Jim Ratcliffe’s rags to riches story of growing up in a Manchester, England council estate to becoming the UK’s richest man are the stuff of legend. His company, INEOS, a chemical company, proclaims on their website that their “products touch every aspect of modern-day life”, and now they are expanding ever further.
The Monaco-based tycoon is making the news again, this time for the signing of three deals with China Petroleum and Chemical Corporation (SINOPEC) worth an estimated €7 billion.
The deals include INEOS acquiring a 50% stake in Shanghai SECCO Petrochemical Compnay (SECCO), a subsidiary of SINOPAEC. SECCO at present has a production capability of 4.2 millon tonnes of petrochemicals in its 200 hectare facility producing substances such as ethylene, propylene styrene and benzene amongst others.
INEOS has also agreed to set up a new 50-50 project alongside SINOPEC to increase production capacity of up to 1.2 million tonnes of Acrylonitrile butadiene styrene (ABS), a thermoplastic polymer, to meet China’s demands.
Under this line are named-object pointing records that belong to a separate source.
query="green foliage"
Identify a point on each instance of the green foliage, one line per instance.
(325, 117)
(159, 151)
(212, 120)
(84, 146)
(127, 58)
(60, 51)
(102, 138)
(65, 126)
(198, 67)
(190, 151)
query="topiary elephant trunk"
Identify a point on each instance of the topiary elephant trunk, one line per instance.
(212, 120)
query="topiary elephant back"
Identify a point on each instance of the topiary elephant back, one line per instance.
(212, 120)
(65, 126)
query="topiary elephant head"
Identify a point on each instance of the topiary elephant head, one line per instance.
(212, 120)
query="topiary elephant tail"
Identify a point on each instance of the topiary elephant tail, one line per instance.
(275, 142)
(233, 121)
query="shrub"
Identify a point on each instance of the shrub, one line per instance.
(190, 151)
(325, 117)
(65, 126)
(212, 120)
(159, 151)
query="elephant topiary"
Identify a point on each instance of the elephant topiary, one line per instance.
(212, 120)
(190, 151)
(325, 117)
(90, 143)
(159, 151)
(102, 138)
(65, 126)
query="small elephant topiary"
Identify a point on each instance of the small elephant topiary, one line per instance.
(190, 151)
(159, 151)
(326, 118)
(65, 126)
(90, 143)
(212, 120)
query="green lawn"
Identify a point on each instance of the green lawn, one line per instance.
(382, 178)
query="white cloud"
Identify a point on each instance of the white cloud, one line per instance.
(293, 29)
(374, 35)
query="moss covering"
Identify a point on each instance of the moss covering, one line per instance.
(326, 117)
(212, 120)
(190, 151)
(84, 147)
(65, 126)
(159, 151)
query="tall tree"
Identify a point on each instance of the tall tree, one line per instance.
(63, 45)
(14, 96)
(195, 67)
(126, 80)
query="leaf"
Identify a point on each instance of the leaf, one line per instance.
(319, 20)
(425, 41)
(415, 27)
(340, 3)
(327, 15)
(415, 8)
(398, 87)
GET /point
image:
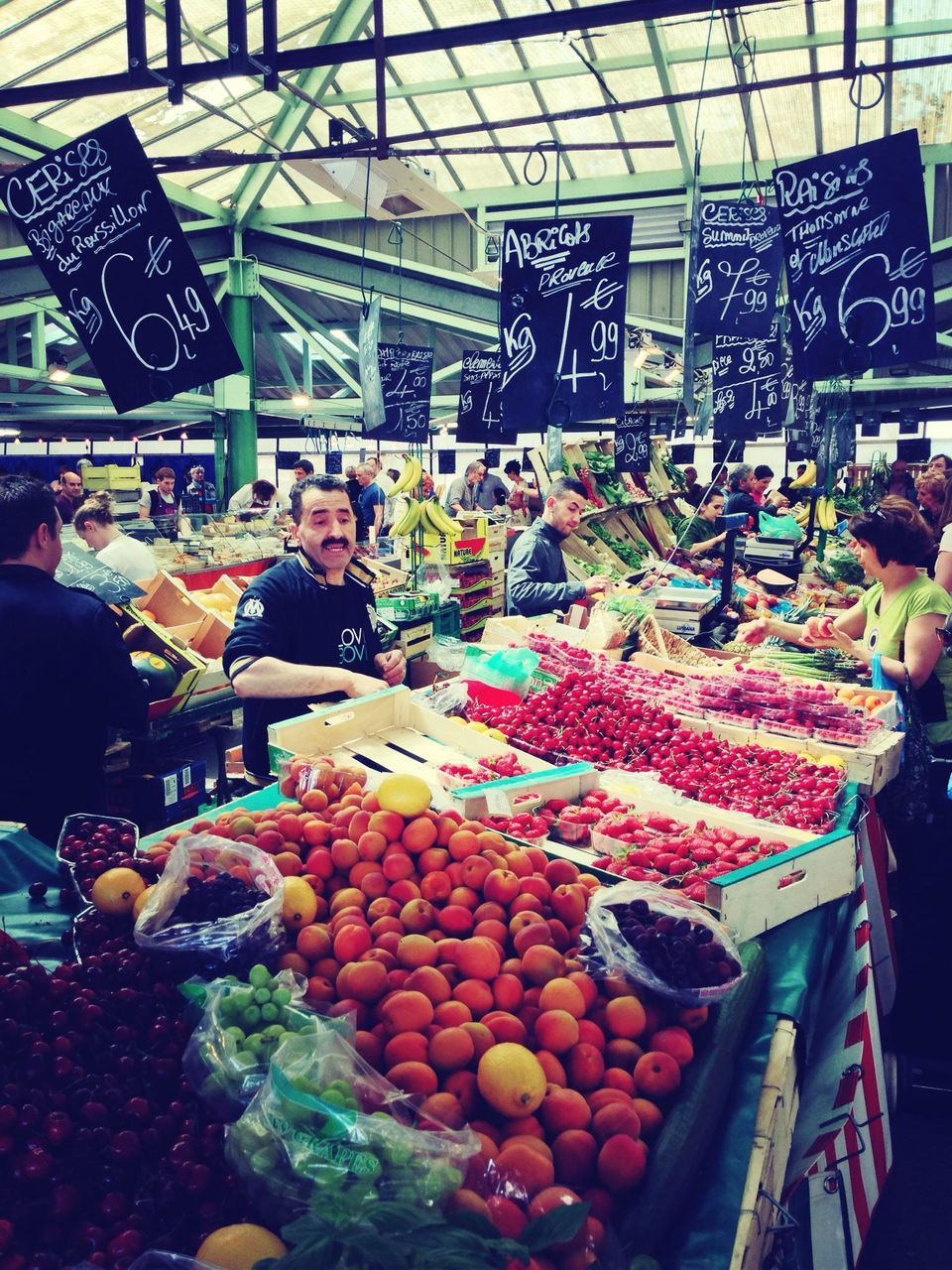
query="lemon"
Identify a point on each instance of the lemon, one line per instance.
(240, 1247)
(407, 795)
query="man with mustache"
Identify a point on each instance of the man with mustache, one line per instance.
(306, 630)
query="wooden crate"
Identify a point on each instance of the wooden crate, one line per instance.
(774, 1137)
(870, 766)
(749, 901)
(388, 731)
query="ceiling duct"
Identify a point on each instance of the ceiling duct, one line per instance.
(395, 190)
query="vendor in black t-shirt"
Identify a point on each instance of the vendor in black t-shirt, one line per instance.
(304, 630)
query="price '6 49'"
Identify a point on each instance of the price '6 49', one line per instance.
(157, 339)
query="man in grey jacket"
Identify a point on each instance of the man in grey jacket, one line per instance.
(536, 578)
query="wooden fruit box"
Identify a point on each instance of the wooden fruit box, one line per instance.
(774, 1138)
(749, 901)
(388, 731)
(870, 766)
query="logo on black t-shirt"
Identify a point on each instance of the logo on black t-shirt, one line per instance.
(353, 647)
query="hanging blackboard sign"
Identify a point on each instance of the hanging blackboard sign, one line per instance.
(633, 444)
(751, 384)
(856, 240)
(407, 376)
(80, 568)
(738, 268)
(561, 318)
(103, 232)
(480, 408)
(915, 451)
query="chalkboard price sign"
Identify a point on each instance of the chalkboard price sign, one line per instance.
(407, 376)
(562, 320)
(102, 231)
(80, 568)
(856, 240)
(480, 409)
(633, 444)
(751, 384)
(739, 258)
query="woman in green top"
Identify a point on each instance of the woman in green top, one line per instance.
(699, 538)
(898, 617)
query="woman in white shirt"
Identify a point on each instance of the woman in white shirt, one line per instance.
(94, 522)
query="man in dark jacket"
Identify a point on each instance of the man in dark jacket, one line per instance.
(58, 644)
(536, 578)
(306, 630)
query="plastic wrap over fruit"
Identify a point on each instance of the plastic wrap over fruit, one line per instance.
(243, 1024)
(660, 942)
(217, 903)
(326, 1127)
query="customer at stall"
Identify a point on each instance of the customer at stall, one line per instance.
(162, 504)
(58, 644)
(372, 500)
(304, 630)
(693, 489)
(199, 497)
(259, 499)
(896, 617)
(462, 493)
(68, 495)
(492, 492)
(94, 522)
(537, 580)
(744, 484)
(699, 536)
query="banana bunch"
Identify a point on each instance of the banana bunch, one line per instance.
(438, 522)
(409, 521)
(411, 475)
(807, 479)
(826, 517)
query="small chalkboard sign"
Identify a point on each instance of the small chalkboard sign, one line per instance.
(751, 384)
(480, 408)
(633, 444)
(407, 376)
(870, 423)
(80, 568)
(561, 317)
(914, 451)
(856, 240)
(99, 226)
(738, 270)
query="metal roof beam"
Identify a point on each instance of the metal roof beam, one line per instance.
(349, 21)
(658, 53)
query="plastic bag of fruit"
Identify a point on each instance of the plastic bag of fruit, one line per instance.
(217, 905)
(660, 942)
(243, 1024)
(326, 1127)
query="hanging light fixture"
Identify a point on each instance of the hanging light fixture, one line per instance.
(58, 368)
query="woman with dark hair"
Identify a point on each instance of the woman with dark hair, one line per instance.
(898, 616)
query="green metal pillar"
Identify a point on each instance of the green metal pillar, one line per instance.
(241, 421)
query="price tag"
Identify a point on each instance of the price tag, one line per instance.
(553, 449)
(104, 235)
(633, 444)
(856, 239)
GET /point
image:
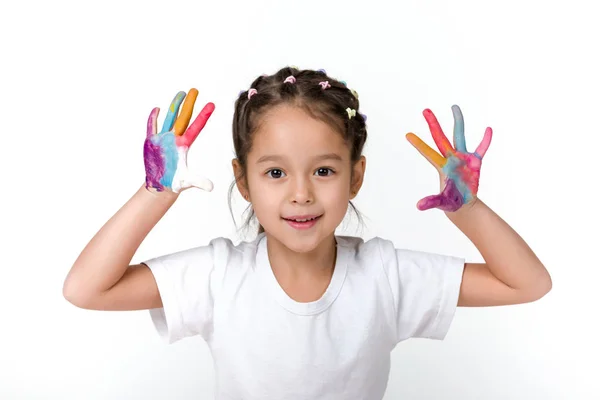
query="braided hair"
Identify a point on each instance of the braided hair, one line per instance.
(322, 97)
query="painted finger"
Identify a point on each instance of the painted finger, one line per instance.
(151, 127)
(192, 132)
(485, 143)
(431, 155)
(437, 133)
(459, 130)
(186, 112)
(173, 111)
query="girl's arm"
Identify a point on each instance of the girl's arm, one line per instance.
(512, 273)
(101, 277)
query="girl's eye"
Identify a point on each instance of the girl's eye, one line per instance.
(324, 171)
(275, 173)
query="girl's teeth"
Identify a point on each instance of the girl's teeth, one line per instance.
(304, 220)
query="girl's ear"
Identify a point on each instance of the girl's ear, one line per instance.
(240, 180)
(358, 174)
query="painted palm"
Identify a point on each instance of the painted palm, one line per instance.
(165, 153)
(459, 169)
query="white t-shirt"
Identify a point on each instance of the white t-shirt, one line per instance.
(267, 346)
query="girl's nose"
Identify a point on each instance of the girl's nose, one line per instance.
(302, 192)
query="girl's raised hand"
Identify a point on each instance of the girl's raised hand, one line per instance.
(165, 153)
(459, 170)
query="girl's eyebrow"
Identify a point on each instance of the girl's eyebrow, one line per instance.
(322, 157)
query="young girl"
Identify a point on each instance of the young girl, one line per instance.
(298, 312)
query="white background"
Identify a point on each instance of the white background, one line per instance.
(79, 79)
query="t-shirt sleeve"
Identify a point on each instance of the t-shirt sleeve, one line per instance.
(187, 282)
(425, 289)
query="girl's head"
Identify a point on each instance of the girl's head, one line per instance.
(298, 137)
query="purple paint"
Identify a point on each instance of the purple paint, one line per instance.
(450, 199)
(155, 166)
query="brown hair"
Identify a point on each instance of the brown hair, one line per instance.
(328, 105)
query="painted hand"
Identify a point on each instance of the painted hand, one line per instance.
(165, 153)
(459, 170)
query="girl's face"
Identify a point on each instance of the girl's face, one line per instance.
(300, 168)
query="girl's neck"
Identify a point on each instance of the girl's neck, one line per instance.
(317, 263)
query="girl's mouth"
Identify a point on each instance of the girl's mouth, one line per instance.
(302, 221)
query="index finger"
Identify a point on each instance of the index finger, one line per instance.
(439, 138)
(186, 112)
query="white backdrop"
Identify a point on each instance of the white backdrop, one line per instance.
(79, 79)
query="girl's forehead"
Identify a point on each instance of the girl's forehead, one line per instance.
(290, 129)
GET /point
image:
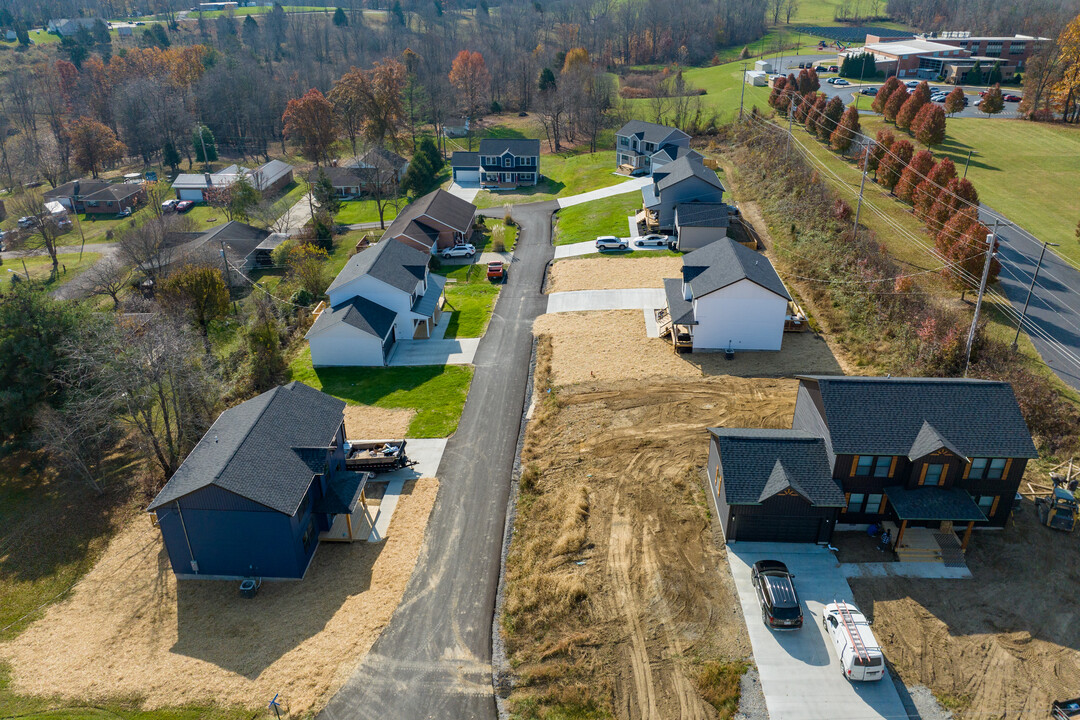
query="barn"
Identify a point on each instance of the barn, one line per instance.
(256, 492)
(772, 486)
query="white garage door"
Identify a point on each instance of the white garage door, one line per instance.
(467, 175)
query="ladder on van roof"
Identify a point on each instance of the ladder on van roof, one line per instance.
(852, 630)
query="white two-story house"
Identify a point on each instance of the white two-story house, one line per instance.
(383, 294)
(640, 147)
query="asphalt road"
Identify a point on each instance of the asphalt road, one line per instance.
(434, 659)
(1055, 302)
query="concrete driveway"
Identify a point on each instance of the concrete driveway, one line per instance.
(630, 186)
(638, 298)
(800, 675)
(433, 352)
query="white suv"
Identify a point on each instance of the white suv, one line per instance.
(466, 250)
(610, 243)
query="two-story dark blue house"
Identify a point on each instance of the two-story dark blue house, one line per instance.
(930, 452)
(500, 163)
(254, 494)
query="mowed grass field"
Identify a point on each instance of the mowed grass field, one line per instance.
(1026, 171)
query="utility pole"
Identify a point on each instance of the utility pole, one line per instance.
(990, 239)
(862, 184)
(1030, 287)
(742, 92)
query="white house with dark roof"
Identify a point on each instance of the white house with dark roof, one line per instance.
(640, 146)
(728, 298)
(686, 180)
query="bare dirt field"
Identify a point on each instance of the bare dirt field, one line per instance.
(611, 273)
(129, 630)
(619, 598)
(1003, 644)
(611, 344)
(374, 423)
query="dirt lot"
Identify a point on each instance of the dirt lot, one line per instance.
(372, 423)
(1003, 644)
(611, 273)
(611, 345)
(618, 593)
(130, 632)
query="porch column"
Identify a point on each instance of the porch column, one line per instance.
(967, 535)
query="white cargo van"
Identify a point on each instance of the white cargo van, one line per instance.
(859, 652)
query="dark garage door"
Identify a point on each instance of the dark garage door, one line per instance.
(778, 528)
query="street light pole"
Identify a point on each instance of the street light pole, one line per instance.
(1030, 288)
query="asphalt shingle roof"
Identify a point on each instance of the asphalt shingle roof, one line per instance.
(395, 263)
(649, 132)
(684, 168)
(702, 215)
(933, 503)
(517, 147)
(361, 313)
(724, 262)
(757, 464)
(888, 416)
(255, 448)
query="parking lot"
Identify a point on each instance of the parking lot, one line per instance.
(800, 674)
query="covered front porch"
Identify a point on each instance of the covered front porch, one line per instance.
(927, 520)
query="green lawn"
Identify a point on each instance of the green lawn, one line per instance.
(564, 174)
(366, 211)
(1023, 170)
(470, 298)
(437, 393)
(601, 217)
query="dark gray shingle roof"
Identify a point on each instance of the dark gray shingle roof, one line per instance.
(757, 464)
(649, 132)
(724, 262)
(702, 215)
(395, 263)
(517, 147)
(254, 449)
(464, 159)
(684, 168)
(886, 416)
(361, 313)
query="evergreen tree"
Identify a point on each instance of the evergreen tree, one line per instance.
(203, 138)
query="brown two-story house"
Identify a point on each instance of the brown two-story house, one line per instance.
(915, 451)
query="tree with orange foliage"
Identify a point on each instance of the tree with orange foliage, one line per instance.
(471, 79)
(94, 146)
(310, 121)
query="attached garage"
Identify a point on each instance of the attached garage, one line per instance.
(356, 333)
(772, 486)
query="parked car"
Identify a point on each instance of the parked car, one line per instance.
(775, 594)
(610, 243)
(858, 649)
(652, 240)
(463, 250)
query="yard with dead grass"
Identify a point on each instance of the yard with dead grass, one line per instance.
(619, 601)
(611, 273)
(130, 630)
(611, 344)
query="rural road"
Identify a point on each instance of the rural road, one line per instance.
(1055, 302)
(434, 659)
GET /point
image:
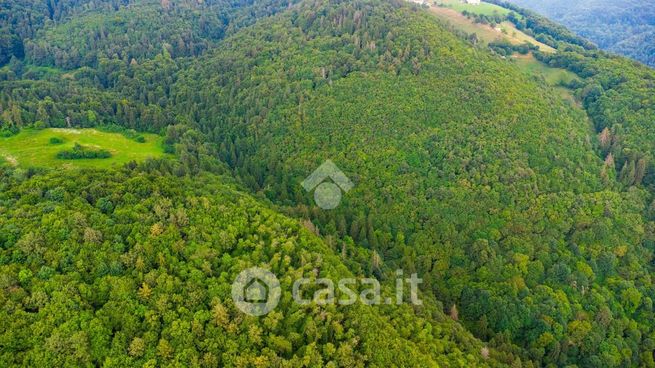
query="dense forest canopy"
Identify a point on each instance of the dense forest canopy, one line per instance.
(529, 217)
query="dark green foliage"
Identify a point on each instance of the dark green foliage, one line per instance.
(535, 232)
(129, 268)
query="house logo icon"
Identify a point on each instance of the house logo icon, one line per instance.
(327, 194)
(256, 291)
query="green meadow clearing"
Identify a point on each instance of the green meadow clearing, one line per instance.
(33, 148)
(482, 8)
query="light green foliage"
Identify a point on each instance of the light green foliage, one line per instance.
(34, 148)
(526, 217)
(88, 286)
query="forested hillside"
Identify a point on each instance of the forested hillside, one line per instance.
(626, 27)
(133, 268)
(530, 218)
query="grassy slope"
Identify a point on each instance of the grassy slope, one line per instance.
(32, 148)
(452, 12)
(483, 8)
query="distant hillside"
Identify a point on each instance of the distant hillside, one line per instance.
(626, 27)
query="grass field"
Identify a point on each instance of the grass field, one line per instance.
(32, 148)
(485, 32)
(554, 76)
(482, 9)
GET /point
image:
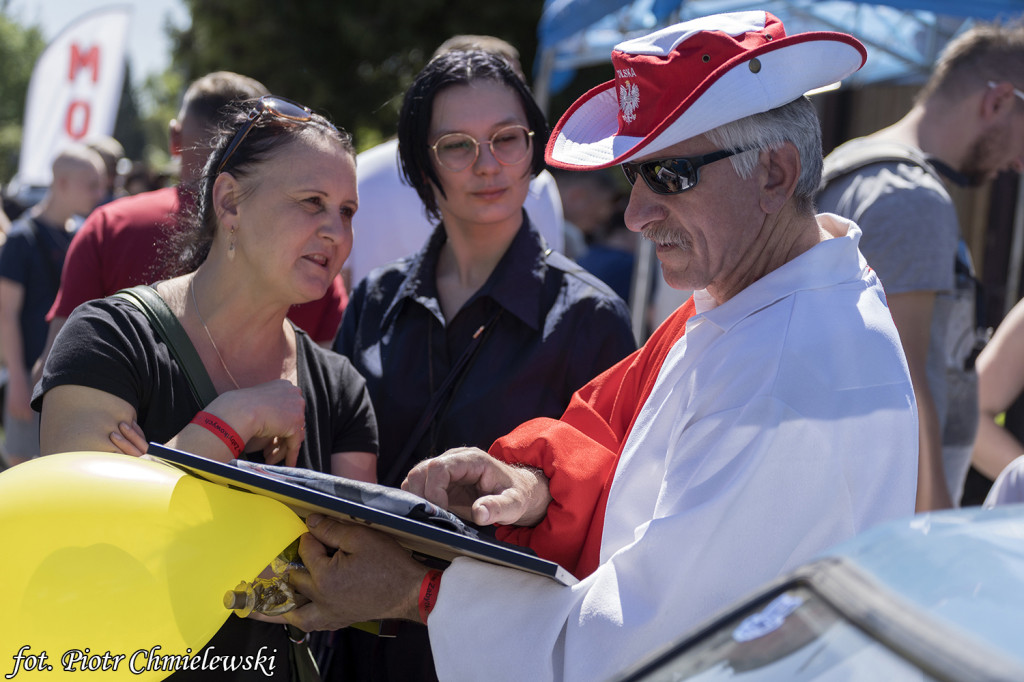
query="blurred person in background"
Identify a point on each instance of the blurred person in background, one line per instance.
(30, 275)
Finally, the two companies will create another 50-50 venture to build a 500,000 high density poly ethylene (HDPE) plant in Tianjin. The hopes are that this is only the first jointly-built plant and that two additional factories will be built in the near future. The Tianjin plan is expected to go online in late 2023.
INEOS and SINOPEC already work together since the acquisition of BP’s acetyls and aromatics business in January 2021.
“These agreements significantly reshape INEOS’ petrochemical production and technology in China,” said Ratcliffe. “We are pleased to make these major investments with SINOPEC in areas that provide the best growth opportunities for both companies. Both parties recognise the potential for closer collaboration across a number of other areas as we look ahead.”
Each transaction is anticipated to be finished before the end of 2022. They will be financed through a combination of internal cash resources and external financing.